Halbuki, Cenâb-ı Hakka bu gibi mikyaslarla bakılamaz. Zira, sıfâtı inhisar altında değildir.
Beşincisi: Cenâb-ı Hakkın kudret, ilim, iradesi, şemsin ziyası gibi bütün mevcudata âmm ve şâmil olup, hiçbir şeyle muvazene edilemez; Arş-ı Âzama taallûk ettikleri gibi, zerrelere de taallûk ederler. Cenâb-ı Hak, şems ve kameri halk ettiği gibi, sineğin gözünü de O halk etmiştir. Cenâb-ı Hak, kâinatta vaz' ettiği yüksek nizam gibi, hurdebînî hayvanların bağırsaklarında da pek ince ve lâtif bir nizam vaz' etmiştir. Semadaki ecramı birbiriyle rapteden cazibe-i umumî kanunu gibi, cevahir-i ferdi de, yani zerratı da o kanunun bir misliyle nazmetmiştir. Sanki bu zerrat âlemi, o semavî âleme küçük bir misaldir. Hülâsa, aczin müdahalesi ile kudret mertebeleri ayrılır. Aczi mümteni olan kudretçe, büyük-küçük birdir.

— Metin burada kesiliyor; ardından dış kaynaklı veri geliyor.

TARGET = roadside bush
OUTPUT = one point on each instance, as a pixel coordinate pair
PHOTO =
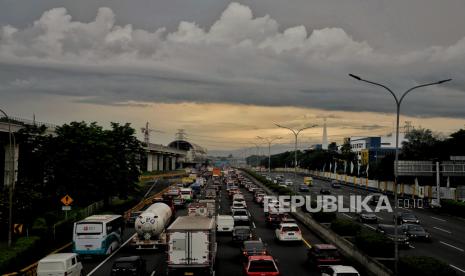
(425, 266)
(39, 227)
(453, 207)
(325, 217)
(345, 227)
(23, 250)
(374, 244)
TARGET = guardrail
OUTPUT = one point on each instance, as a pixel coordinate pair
(347, 248)
(31, 270)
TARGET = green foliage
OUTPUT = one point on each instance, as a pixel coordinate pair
(345, 227)
(453, 207)
(374, 244)
(24, 249)
(425, 266)
(324, 217)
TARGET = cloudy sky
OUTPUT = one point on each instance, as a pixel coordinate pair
(227, 71)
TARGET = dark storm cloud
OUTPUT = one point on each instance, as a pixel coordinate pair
(240, 59)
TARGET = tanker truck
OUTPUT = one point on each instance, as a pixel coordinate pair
(150, 227)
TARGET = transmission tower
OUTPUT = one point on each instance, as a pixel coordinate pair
(146, 131)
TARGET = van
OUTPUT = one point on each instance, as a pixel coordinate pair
(60, 264)
(224, 223)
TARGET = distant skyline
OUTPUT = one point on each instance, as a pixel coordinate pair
(227, 71)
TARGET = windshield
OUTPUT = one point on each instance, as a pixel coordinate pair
(51, 266)
(240, 213)
(262, 266)
(89, 228)
(290, 228)
(328, 253)
(124, 265)
(254, 246)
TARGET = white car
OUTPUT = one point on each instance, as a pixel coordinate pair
(338, 270)
(60, 264)
(224, 223)
(288, 232)
(238, 205)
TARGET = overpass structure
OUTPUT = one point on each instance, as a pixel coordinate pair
(178, 154)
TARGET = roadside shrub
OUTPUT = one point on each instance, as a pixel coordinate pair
(345, 227)
(22, 251)
(325, 217)
(453, 207)
(374, 244)
(39, 227)
(425, 266)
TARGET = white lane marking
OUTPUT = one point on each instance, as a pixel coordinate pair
(443, 230)
(369, 226)
(437, 218)
(450, 245)
(459, 269)
(109, 257)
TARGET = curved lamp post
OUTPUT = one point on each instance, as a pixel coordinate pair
(398, 103)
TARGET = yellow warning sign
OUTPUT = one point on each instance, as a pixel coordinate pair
(66, 200)
(18, 228)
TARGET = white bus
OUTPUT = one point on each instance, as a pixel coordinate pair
(97, 235)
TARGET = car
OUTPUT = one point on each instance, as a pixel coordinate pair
(273, 219)
(406, 217)
(303, 188)
(241, 217)
(259, 197)
(288, 232)
(324, 255)
(415, 232)
(389, 232)
(224, 223)
(241, 233)
(339, 270)
(132, 218)
(374, 198)
(238, 205)
(253, 248)
(60, 264)
(132, 265)
(261, 266)
(335, 184)
(367, 217)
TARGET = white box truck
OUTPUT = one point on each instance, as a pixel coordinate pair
(192, 246)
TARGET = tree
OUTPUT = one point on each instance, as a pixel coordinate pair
(422, 144)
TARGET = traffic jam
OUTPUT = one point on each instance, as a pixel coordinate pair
(196, 227)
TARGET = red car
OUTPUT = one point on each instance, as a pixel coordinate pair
(261, 266)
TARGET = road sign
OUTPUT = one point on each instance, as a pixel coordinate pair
(18, 228)
(415, 168)
(67, 200)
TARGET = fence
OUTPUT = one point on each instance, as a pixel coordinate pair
(403, 189)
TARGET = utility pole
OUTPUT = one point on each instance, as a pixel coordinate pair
(296, 133)
(269, 141)
(12, 172)
(398, 103)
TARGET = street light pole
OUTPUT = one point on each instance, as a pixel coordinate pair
(296, 134)
(12, 179)
(398, 104)
(269, 141)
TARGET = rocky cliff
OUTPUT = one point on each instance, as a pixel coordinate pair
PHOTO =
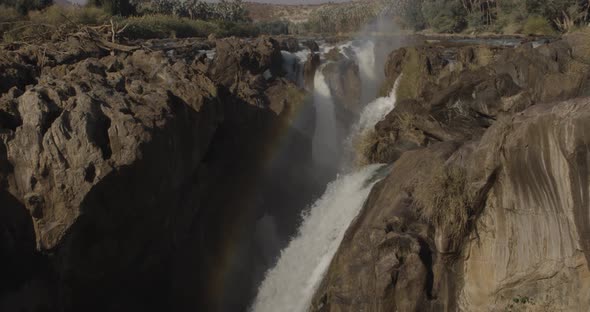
(125, 170)
(486, 206)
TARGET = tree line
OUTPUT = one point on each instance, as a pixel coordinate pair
(492, 15)
(452, 16)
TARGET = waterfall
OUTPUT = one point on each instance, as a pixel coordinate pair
(290, 285)
(326, 142)
(376, 110)
(293, 65)
(365, 55)
(292, 282)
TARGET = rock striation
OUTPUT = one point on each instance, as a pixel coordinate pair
(117, 168)
(485, 208)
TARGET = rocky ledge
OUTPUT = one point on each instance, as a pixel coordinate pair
(121, 167)
(487, 203)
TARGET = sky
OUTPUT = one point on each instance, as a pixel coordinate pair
(264, 1)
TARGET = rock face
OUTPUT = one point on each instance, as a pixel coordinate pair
(115, 167)
(485, 208)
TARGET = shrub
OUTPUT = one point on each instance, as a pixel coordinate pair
(9, 17)
(57, 15)
(227, 29)
(444, 16)
(446, 200)
(537, 25)
(277, 27)
(164, 26)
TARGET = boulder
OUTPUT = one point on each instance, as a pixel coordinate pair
(117, 165)
(290, 44)
(485, 205)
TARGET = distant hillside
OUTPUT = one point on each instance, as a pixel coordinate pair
(294, 13)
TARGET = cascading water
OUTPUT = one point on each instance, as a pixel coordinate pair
(376, 110)
(326, 141)
(293, 65)
(291, 284)
(365, 54)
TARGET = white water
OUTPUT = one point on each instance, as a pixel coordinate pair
(293, 65)
(290, 285)
(326, 141)
(377, 110)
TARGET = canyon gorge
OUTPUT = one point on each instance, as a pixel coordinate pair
(382, 173)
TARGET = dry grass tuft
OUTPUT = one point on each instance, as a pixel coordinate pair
(445, 200)
(364, 146)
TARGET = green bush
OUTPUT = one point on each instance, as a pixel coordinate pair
(444, 16)
(227, 29)
(537, 25)
(57, 15)
(165, 26)
(9, 18)
(9, 15)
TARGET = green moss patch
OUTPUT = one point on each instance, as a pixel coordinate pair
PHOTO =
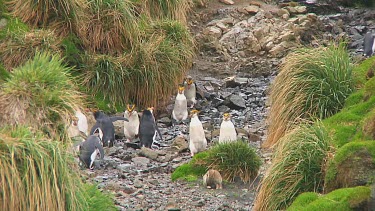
(191, 171)
(346, 126)
(353, 165)
(341, 199)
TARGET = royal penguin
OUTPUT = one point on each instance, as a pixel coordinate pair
(180, 112)
(89, 149)
(197, 142)
(82, 122)
(190, 91)
(213, 179)
(131, 128)
(227, 130)
(73, 130)
(148, 129)
(105, 124)
(368, 44)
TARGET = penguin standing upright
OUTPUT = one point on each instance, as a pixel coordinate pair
(180, 112)
(190, 91)
(227, 130)
(131, 128)
(148, 128)
(89, 149)
(368, 44)
(198, 140)
(82, 122)
(105, 124)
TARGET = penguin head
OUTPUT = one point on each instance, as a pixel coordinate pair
(226, 117)
(151, 109)
(75, 121)
(130, 108)
(181, 89)
(194, 113)
(189, 80)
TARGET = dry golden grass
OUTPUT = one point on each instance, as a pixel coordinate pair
(61, 15)
(167, 9)
(150, 73)
(16, 49)
(37, 173)
(41, 94)
(297, 166)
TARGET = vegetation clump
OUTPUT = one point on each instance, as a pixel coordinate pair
(345, 199)
(41, 94)
(20, 47)
(353, 165)
(296, 167)
(313, 83)
(232, 160)
(37, 173)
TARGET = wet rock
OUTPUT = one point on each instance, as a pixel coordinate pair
(180, 144)
(228, 2)
(141, 161)
(148, 153)
(236, 102)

Altıncısı: Kudret-i ezeliye, en evvel eşyanın melekût, yani içyüzüne taallûk eder. Bu yüz ise, alelumum güzel ve şeffaftır. Evet, şems ve kamerin yüzleri parlak olduğu gibi, gecenin ve bulutların da içyüzleri ziyadardır.
Yedincisi: Beşerin zihni ve fikri, Cenâb-ı Hakkın azametine bir mikyas, kemâlâtına bir mizan, evsafının muhakemesine bir vasıta bulmak vüs'atinde değildir; ancak cemi' masnuatından ve mecmu-u âsârından ve bütün ef'âlinden tahassul ve tecellî eden bir vecihle bakılabilir. Evet, zerre mir'at olur, fakat mikyas olamaz.
Bu meselelerden tebarüz ettiği vecihle, Cenâb-ı Hakkın mümkinata kıyas edilmesi ve mümkinatın Onun şuunatına mikyas yapılması, en büyük cehalet ve hamakattir. Çünkü aralarındaki fark, yerden göğe kadardır.